Hugh Hefner, the founder of Playboy Enterprises, has died of natural causes at the age of 91 in his home, the famed Playboy Mansion in Beverly Hills, according to a statement from Playboy Enterprises.
For over six decades, Hefner served as the iconic leader, and later figurehead, of the magazine that he founded in 1953 at age 27 with some $600 of his own cash and a few thousand borrowed dollars. Known for its mixture of lifestyle content, high-profile interviews (with, among others, Jimmy Carter, Malcolm X and Miles Davis) and, of course, nude women (the first issue featured a partially clothed Marilyn Monroe), the liberal magazine quickly became a hit. Its first issue sold out, and the magazine was soon widely read by grown men and sneaky teenage boys alike. His timing didn't hurt: The golden age of Playboy coincided with the sexual revolution, and in the early 1970s, paid circulation peaked at around 7 million copies a month.
"Playboy is a personal image. What's important to me is our product," Hefner told FORBES in 1971. "The part that interests me most is the ideas, not the dollars."
But dollars followed. The magazine morphed into a business empire, with clubs, licensing deals--the Bunny lent its name to everything from clothing to toy cars--and a television network. Though the publication has declined in recent years--mainly due to the rise in competition from free, online pornography and dwindling circulation--the business is still alive and well, and was recently valued at $500 million.
At the center of it all was Hefner, a larger-than-life personality—and a playboy, himself. Hefner was a polarizing figures, criticized by feminists but adored by his friend. Known for hosting lavish parties and dating a slew of younger, beautiful women, Hefner, often clad in silk pajamas, touted sexual freedom.
"We like our apartment,” Hefner wrote in the editorial for the first issue of his magazine. “We enjoy mixing up cocktails and an hors d’oeuvre or two, putting a little mood music on the phonograph and inviting in a female for a quiet discussion on Picasso, Nietzsche, jazz, sex."
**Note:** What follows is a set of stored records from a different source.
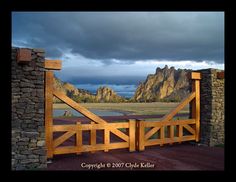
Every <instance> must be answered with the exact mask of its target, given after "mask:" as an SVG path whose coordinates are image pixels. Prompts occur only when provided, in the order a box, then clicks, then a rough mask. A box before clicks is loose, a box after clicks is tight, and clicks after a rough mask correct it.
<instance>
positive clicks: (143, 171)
mask: <svg viewBox="0 0 236 182" xmlns="http://www.w3.org/2000/svg"><path fill="white" fill-rule="evenodd" d="M229 2H230V1H225V0H161V1H160V0H156V1H155V2H154V1H153V2H150V1H148V0H146V1H133V2H132V1H131V2H130V1H129V2H128V1H122V0H120V1H117V0H83V1H81V0H78V1H76V0H61V1H56V0H47V1H46V0H34V1H33V0H31V1H27V0H22V1H20V0H18V1H17V0H5V1H1V3H2V4H3V5H1V6H0V13H1V22H2V25H3V26H1V27H2V28H1V31H3V32H2V33H1V44H2V45H4V49H1V50H2V51H1V53H2V54H3V53H4V56H5V57H4V58H2V59H3V60H2V61H1V62H2V63H4V66H3V65H2V66H3V67H2V71H1V73H2V75H1V79H3V78H4V79H3V80H1V83H2V84H3V85H7V89H5V88H6V86H4V89H3V90H4V91H5V93H4V96H2V98H3V100H4V107H3V113H8V115H7V116H6V118H5V117H4V119H1V120H2V121H3V122H2V123H3V124H4V126H2V127H1V128H3V127H4V130H3V132H4V133H3V132H1V134H2V135H3V136H2V137H1V138H2V139H6V138H8V137H9V138H8V140H7V141H4V142H5V143H3V144H2V145H3V146H4V148H2V150H4V152H6V154H2V155H1V156H4V157H2V158H4V159H6V164H1V167H2V168H3V169H4V170H7V171H9V172H10V173H9V174H10V175H11V176H12V175H13V176H15V177H17V176H18V175H19V174H20V175H22V174H23V175H24V174H27V175H28V174H39V175H37V177H42V179H43V180H46V179H45V178H44V177H43V175H42V176H41V174H45V171H24V172H23V171H22V172H17V171H16V172H15V171H11V164H9V162H10V161H11V142H10V138H11V133H10V131H11V125H10V123H11V122H10V121H11V99H9V98H11V81H10V80H11V63H10V61H7V60H9V59H11V12H12V11H224V12H225V72H226V73H225V79H226V81H225V84H226V89H225V91H226V92H225V108H226V109H225V111H226V113H225V118H226V120H225V121H226V123H225V129H226V132H225V139H226V142H225V171H173V172H171V171H163V172H159V171H155V172H154V171H139V172H135V171H134V172H131V171H124V172H122V173H121V172H118V171H117V172H116V171H115V172H103V171H98V172H97V171H96V172H94V171H91V172H89V173H87V172H81V171H76V174H78V175H77V177H78V176H81V174H84V175H85V176H90V175H91V174H93V175H94V174H95V175H97V176H101V177H103V178H104V177H105V176H104V174H106V175H113V176H112V178H111V180H113V179H119V178H120V179H121V180H124V179H125V178H124V176H123V175H127V174H128V175H129V176H130V177H134V176H135V177H142V176H143V175H148V178H147V179H149V180H158V178H159V177H163V178H164V179H168V178H169V177H171V176H174V177H176V176H178V177H180V178H179V179H180V180H192V178H189V179H186V175H187V176H188V175H189V174H190V175H191V176H192V177H194V179H196V180H197V179H198V180H205V179H204V178H202V175H204V176H206V177H209V178H210V179H211V180H212V179H213V178H214V177H216V178H217V179H218V178H219V177H223V178H224V177H226V174H227V175H228V174H233V165H234V164H233V160H232V157H233V156H234V155H233V154H234V152H233V148H234V147H233V146H232V144H233V143H234V142H235V141H233V140H232V138H235V137H234V136H232V133H234V131H233V127H231V123H232V122H234V120H231V121H230V115H229V114H230V113H233V108H232V107H234V105H233V104H232V96H234V90H233V89H232V82H233V80H232V79H231V78H230V76H231V75H232V74H230V72H233V71H234V67H233V66H230V65H231V63H232V61H233V59H234V58H233V57H232V55H230V54H229V53H230V47H231V46H230V41H232V35H233V33H232V32H235V31H234V30H235V29H234V28H233V25H232V22H233V21H232V20H233V18H232V13H233V10H232V4H230V3H229ZM230 22H231V23H230ZM230 26H231V27H230ZM2 38H3V39H2ZM231 45H232V44H231ZM230 62H231V63H230ZM230 82H231V83H230ZM229 84H231V86H229ZM227 85H228V86H229V87H228V86H227ZM227 87H228V88H229V89H227ZM230 87H231V89H230ZM8 89H9V90H8ZM227 92H228V93H227ZM229 99H230V100H231V101H227V100H229ZM230 105H231V106H232V107H230ZM227 122H230V123H227ZM5 124H6V126H5ZM229 125H230V126H229ZM230 135H231V136H230ZM6 136H8V137H6ZM230 139H231V140H232V141H231V142H228V141H229V140H230ZM6 146H9V147H6ZM6 148H8V150H5V149H6ZM5 156H7V157H9V159H7V157H5ZM48 172H49V171H48ZM48 172H47V171H46V173H47V174H48ZM69 172H70V171H63V172H61V171H58V172H56V174H55V173H54V172H50V173H51V174H55V175H57V176H61V175H62V174H63V175H64V176H65V177H68V176H71V173H70V174H69ZM74 174H75V173H74ZM10 175H9V176H10ZM114 177H115V178H114ZM153 177H155V178H153ZM157 177H158V178H157ZM38 179H39V178H38ZM79 179H81V178H77V180H79ZM108 179H109V178H108ZM176 179H178V178H176ZM31 180H33V179H31Z"/></svg>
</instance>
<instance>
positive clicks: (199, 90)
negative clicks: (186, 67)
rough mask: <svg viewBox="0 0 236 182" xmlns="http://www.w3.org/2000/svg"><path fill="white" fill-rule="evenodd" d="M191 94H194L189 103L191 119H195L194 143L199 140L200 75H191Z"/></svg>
mask: <svg viewBox="0 0 236 182" xmlns="http://www.w3.org/2000/svg"><path fill="white" fill-rule="evenodd" d="M191 79H192V92H195V93H196V96H195V98H194V100H193V101H192V102H191V117H192V118H194V119H196V127H195V129H196V137H195V140H196V142H199V139H200V79H201V74H200V73H197V72H192V73H191Z"/></svg>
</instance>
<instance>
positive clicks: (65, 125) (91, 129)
mask: <svg viewBox="0 0 236 182" xmlns="http://www.w3.org/2000/svg"><path fill="white" fill-rule="evenodd" d="M113 128H129V123H127V122H126V123H106V124H93V125H91V124H82V125H81V130H83V131H84V130H103V129H110V130H111V129H113ZM53 131H77V128H76V127H75V125H54V126H53Z"/></svg>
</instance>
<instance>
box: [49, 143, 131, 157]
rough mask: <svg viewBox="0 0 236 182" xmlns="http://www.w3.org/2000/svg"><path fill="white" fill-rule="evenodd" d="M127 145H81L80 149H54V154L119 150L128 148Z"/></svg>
mask: <svg viewBox="0 0 236 182" xmlns="http://www.w3.org/2000/svg"><path fill="white" fill-rule="evenodd" d="M128 147H129V143H127V142H119V143H110V144H109V145H106V144H96V145H82V147H81V149H78V148H77V147H76V146H65V147H58V148H55V150H54V154H69V153H81V152H91V151H98V150H105V149H109V150H110V149H120V148H128Z"/></svg>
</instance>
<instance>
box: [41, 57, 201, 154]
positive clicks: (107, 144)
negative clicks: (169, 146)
mask: <svg viewBox="0 0 236 182" xmlns="http://www.w3.org/2000/svg"><path fill="white" fill-rule="evenodd" d="M45 68H46V69H49V70H60V69H61V62H60V61H58V60H54V61H53V60H46V61H45ZM190 76H191V77H190V78H191V79H192V80H193V83H192V92H191V93H190V94H189V96H188V97H187V98H185V99H184V100H183V101H182V102H181V103H180V104H179V105H178V106H177V107H176V108H175V109H173V110H172V111H171V112H170V113H168V114H166V115H165V116H164V117H163V118H162V119H161V120H160V121H156V122H155V121H152V122H150V121H149V122H148V121H136V120H129V121H128V122H119V123H108V122H107V121H105V120H104V119H102V118H101V117H99V116H97V115H95V114H94V113H92V112H90V111H89V110H87V109H86V108H85V107H83V106H81V105H80V104H78V103H76V102H75V101H73V100H72V99H70V98H69V97H67V96H66V95H65V94H64V93H62V92H60V91H58V90H56V89H55V88H53V71H46V72H45V135H46V147H47V158H52V157H53V155H55V154H68V153H76V154H80V153H81V152H95V151H98V150H103V151H105V152H107V151H109V150H111V149H119V148H128V149H129V151H130V152H132V151H135V150H136V149H138V150H139V151H143V150H144V149H145V147H146V146H152V145H160V146H162V145H164V144H173V143H174V142H178V143H181V142H183V141H189V140H195V141H197V142H198V141H199V130H200V88H199V84H200V83H199V81H200V79H201V78H200V73H196V72H192V73H191V75H190ZM53 96H55V97H57V98H58V99H60V100H61V101H63V102H64V103H66V104H67V105H68V106H70V107H71V108H73V109H75V110H76V111H78V112H79V113H81V114H82V115H84V116H85V117H87V118H88V119H90V120H91V123H90V124H82V123H81V122H77V123H76V124H66V125H65V124H64V125H54V124H53ZM189 103H190V104H191V109H192V111H191V113H192V115H191V118H190V119H184V120H173V118H174V116H175V115H176V114H177V113H178V112H179V111H180V110H181V109H183V108H184V106H186V105H187V104H189ZM97 130H103V139H104V141H103V143H99V144H98V143H97V142H96V138H97ZM83 131H89V132H90V141H89V144H83ZM57 132H63V134H62V135H61V136H59V137H54V134H55V133H57ZM111 133H112V134H114V135H115V136H117V137H119V138H120V139H122V140H123V141H122V142H112V141H111V140H110V134H111ZM71 137H75V144H74V145H72V146H61V144H63V143H64V142H65V141H66V140H68V139H69V138H71Z"/></svg>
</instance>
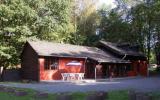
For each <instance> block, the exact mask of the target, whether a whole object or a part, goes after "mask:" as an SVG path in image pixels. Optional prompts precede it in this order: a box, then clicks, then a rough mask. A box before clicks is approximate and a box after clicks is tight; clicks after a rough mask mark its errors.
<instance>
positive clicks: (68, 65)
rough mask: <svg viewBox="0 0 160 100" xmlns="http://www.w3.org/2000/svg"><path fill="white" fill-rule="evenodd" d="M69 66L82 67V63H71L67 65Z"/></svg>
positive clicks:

This decadence is best reflected in the Playboy Mansion, a 29-room estate with a zoo, the infamous grotto, Hefner's extra-large round bed and, it seems, an ever-present group of scantily-clad women. While Hefner continued to live there until his death, the mansion was actually sold in 2016 for $100 million, making it the most expensive home ever sold in Los Angeles at the time.
Playboy Enterprises went public in 1971 but was taken private in 2011 in a deal that valued the company at $207 million. While Hefner was the junior partner in the venture that acquired Playboy in 2011 and was no longer CEO of the company at the time, his employment agreement did leave him exclusive control over the magazine, as well as "the right to approve the overall image, costume and promotional outfits used by Playboy Bunnies." Hefner served as chief creative officer until last year, when his son Cooper took over (and swiftly brought back nudes to the magazine which had a brief stint without it).
Though Hefner may have been more well-known for his hedonistic lifestyle, he was also a champion of free speech and social liberalism. He spoke in support of abortion rights and the decriminalization of marijuana, and against the Jim Crow laws that persisted during Playboy's rise. He supported these causes with the Playboy Foundation, which he discussed in FORBES as early as 1971.
Hefner is survived by his wife, Crystal Harris, his daughter, Christie, and his sons, David, Marston and Cooper.
"My father lived an exceptional and impactful life as a media and cultural pioneer and a leading voice behind some of the most significant social and cultural movements of our time in advocating free speech, civil rights and sexual freedom,” Cooper wrote in a statement.
Cooper continued: “He defined a lifestyle and ethos that lie at the heart of the Playboy brand, one of the most recognizable and enduring in history."